Dresden 2017 – wissenschaftliches Programm
CPP 40.7: Vortrag
Mittwoch, 22. März 2017, 17:15–17:30, ZEU 222
Interface-induced crystallization via prefreezing: A first-order prewetting transition — •Ann-Kristin Flieger, Martha Schulz, and Thomas Thurn-Albrecht — Experimental Polymer Physics, Institute of Physics, Martin Luther University Halle-Wittenberg, 06120 Halle, Germany
Prefreezing is a mechanism of surface-induced crystallization. In prefreezing a crystalline layer is formed at the interface of a solid substrate and the liquid phase already above the melting point.

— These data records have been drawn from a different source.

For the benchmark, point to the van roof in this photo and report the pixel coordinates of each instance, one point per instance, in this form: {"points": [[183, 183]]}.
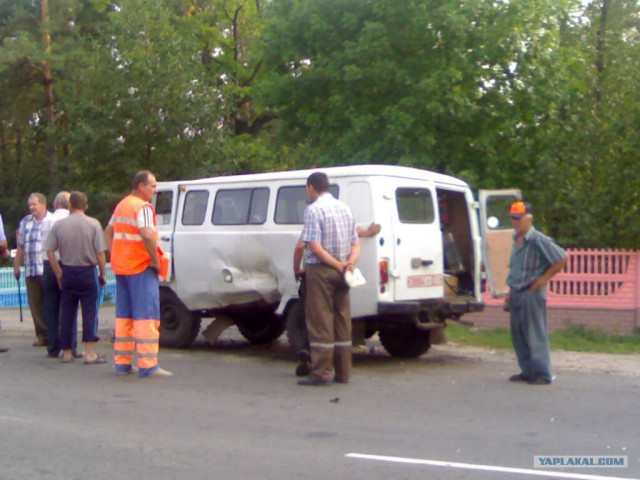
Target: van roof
{"points": [[332, 173]]}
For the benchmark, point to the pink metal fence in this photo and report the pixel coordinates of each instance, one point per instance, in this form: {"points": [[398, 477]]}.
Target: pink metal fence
{"points": [[604, 279]]}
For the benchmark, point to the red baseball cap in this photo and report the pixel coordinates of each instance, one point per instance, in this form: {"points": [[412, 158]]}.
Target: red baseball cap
{"points": [[519, 208]]}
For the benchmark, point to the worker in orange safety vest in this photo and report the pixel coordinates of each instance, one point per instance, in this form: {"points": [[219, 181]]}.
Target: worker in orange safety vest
{"points": [[132, 240]]}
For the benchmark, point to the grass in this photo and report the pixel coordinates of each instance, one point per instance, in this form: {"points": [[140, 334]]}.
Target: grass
{"points": [[575, 338]]}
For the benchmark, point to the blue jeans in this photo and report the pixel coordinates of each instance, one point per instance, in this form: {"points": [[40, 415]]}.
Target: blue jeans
{"points": [[528, 319]]}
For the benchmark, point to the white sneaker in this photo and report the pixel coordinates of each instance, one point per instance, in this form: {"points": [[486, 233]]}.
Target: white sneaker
{"points": [[128, 372], [161, 372]]}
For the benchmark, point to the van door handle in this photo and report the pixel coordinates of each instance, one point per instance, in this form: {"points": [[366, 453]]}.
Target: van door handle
{"points": [[417, 262]]}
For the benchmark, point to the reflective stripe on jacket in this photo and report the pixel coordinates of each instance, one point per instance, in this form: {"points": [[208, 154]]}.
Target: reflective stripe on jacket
{"points": [[128, 254]]}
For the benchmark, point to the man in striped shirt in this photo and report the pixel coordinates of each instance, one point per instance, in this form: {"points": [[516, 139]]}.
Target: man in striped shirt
{"points": [[535, 259]]}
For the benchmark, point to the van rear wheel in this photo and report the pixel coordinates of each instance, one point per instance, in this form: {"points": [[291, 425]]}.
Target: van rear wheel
{"points": [[179, 327], [259, 325], [405, 341]]}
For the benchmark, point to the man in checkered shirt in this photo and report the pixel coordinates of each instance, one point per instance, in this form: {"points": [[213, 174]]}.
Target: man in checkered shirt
{"points": [[30, 250], [333, 248]]}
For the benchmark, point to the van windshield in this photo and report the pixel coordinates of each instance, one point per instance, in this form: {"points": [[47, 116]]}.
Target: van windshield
{"points": [[415, 205]]}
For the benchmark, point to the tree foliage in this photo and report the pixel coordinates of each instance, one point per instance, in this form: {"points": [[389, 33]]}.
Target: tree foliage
{"points": [[535, 94]]}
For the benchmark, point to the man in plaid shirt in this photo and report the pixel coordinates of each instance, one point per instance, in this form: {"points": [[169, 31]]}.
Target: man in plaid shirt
{"points": [[4, 253], [30, 250], [333, 248]]}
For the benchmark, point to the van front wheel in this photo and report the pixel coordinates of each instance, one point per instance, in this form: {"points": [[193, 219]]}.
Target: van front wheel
{"points": [[405, 341], [178, 326], [260, 325]]}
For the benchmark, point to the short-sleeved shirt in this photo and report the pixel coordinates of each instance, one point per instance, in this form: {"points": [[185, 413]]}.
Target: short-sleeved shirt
{"points": [[329, 222], [3, 237], [78, 239], [30, 238], [530, 260], [47, 225]]}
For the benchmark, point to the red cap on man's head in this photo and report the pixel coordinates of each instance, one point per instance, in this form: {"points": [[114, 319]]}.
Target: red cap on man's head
{"points": [[519, 208]]}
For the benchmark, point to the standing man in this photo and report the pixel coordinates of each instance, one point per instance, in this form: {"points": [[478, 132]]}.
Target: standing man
{"points": [[535, 259], [50, 286], [4, 253], [132, 239], [333, 248], [80, 242], [296, 324], [30, 249]]}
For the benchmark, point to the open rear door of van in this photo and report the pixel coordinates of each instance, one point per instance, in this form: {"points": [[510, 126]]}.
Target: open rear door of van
{"points": [[418, 265], [497, 236], [165, 203]]}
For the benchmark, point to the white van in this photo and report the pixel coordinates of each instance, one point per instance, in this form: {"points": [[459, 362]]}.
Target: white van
{"points": [[231, 241]]}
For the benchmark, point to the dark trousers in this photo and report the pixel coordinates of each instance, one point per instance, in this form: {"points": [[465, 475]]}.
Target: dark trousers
{"points": [[327, 309], [52, 297], [36, 305], [78, 286], [528, 319]]}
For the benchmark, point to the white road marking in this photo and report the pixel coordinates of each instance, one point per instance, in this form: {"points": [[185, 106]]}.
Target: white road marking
{"points": [[486, 468]]}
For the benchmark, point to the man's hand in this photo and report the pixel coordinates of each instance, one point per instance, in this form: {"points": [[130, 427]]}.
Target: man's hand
{"points": [[347, 267], [537, 285]]}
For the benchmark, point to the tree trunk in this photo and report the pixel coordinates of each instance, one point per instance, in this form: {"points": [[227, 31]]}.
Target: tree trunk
{"points": [[52, 153], [19, 161], [600, 48]]}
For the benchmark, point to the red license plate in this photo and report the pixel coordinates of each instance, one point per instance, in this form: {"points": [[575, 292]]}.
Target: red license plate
{"points": [[423, 281]]}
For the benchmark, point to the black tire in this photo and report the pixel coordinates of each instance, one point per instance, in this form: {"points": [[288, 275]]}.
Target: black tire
{"points": [[259, 325], [405, 341], [179, 327]]}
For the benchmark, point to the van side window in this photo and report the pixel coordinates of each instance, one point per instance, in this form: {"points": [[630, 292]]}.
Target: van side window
{"points": [[415, 205], [195, 207], [259, 204], [241, 206], [291, 203], [164, 206]]}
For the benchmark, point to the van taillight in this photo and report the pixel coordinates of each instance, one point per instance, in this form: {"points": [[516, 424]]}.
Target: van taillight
{"points": [[384, 275]]}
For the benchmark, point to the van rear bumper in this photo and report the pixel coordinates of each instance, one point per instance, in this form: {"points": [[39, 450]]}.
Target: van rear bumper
{"points": [[455, 308]]}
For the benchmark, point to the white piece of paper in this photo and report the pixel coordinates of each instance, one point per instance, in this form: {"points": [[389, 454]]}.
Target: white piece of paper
{"points": [[355, 279]]}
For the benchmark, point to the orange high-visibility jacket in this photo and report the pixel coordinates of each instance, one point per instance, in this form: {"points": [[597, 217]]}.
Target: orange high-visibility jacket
{"points": [[128, 254]]}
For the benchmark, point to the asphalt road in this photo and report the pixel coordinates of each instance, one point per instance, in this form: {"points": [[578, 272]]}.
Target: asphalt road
{"points": [[234, 411]]}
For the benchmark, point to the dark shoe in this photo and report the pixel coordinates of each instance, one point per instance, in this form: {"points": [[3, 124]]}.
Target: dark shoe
{"points": [[304, 364], [539, 381], [312, 381]]}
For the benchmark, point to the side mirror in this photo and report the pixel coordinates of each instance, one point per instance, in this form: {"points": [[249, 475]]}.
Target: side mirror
{"points": [[493, 222]]}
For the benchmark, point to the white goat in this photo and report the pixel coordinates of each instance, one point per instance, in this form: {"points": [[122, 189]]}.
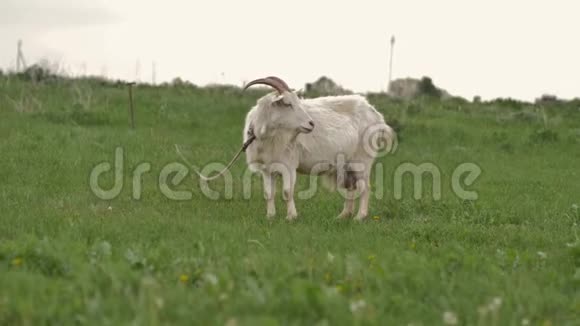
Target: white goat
{"points": [[334, 136]]}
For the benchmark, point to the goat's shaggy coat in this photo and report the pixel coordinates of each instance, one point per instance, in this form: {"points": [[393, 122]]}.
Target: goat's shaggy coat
{"points": [[331, 136]]}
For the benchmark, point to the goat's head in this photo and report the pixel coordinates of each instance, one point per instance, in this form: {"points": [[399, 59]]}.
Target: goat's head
{"points": [[279, 111]]}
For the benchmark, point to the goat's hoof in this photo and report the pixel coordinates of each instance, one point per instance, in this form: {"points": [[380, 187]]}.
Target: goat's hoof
{"points": [[291, 217], [343, 216], [360, 218]]}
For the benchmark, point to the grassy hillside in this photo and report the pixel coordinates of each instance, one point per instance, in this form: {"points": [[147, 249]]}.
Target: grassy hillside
{"points": [[68, 257]]}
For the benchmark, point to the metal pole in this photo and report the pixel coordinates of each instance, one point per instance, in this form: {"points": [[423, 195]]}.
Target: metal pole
{"points": [[391, 62], [18, 55], [131, 110]]}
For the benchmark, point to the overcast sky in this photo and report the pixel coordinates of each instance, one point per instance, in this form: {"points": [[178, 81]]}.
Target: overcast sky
{"points": [[492, 48]]}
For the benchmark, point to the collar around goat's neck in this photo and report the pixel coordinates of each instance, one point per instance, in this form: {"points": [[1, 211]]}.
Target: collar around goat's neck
{"points": [[251, 138]]}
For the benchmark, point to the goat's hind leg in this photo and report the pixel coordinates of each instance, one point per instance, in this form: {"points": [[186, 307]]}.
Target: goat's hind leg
{"points": [[348, 209], [289, 180], [349, 183]]}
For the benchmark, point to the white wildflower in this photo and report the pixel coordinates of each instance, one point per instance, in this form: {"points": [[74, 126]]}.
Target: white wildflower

Wetting theory predicts a jump in thickness at the formation and a divergence upon approaching coexistence. However, the thickness of the prefreezing layer has not been experimentally measured so far.

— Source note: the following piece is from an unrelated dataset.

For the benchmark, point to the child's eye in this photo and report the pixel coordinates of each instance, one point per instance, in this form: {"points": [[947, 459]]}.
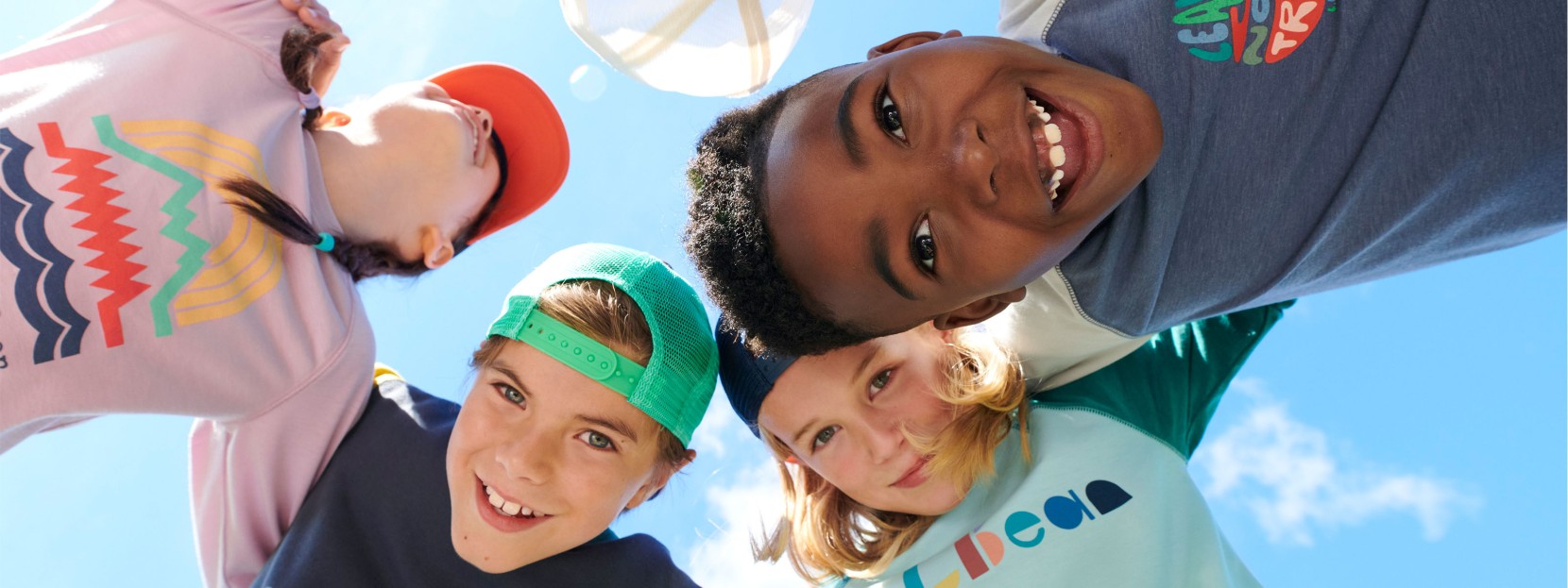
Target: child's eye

We studied ultrathin films of Polycaprolactone during the crystallization on graphite. With AFM at high temperatures we observe prefreezing instead of heterogeneous nucleation. The corresponding crystalline layer is formed at a temperature above the bulk melting point. Similar observations were already made for polyethylene on graphite (A.-K. Löhmann et al., PNAS 49, 17368-17372 (2014)). In that case however, a direct measurement of the thickness of the prefreezing layer was not possible. Here, we show directly the finite thickness of the prefreezing layer for PCL. It forms with a thickness of a few nanometers which further increases during cooling. This observation demonstrates the transition is of first order, as expected for a prewetting transition.
The results prove that prefreezing can be described by common wetting theory. The studied system PCL-graphite is of importance for applications since graphitic materials are widely used as fillers for PCL.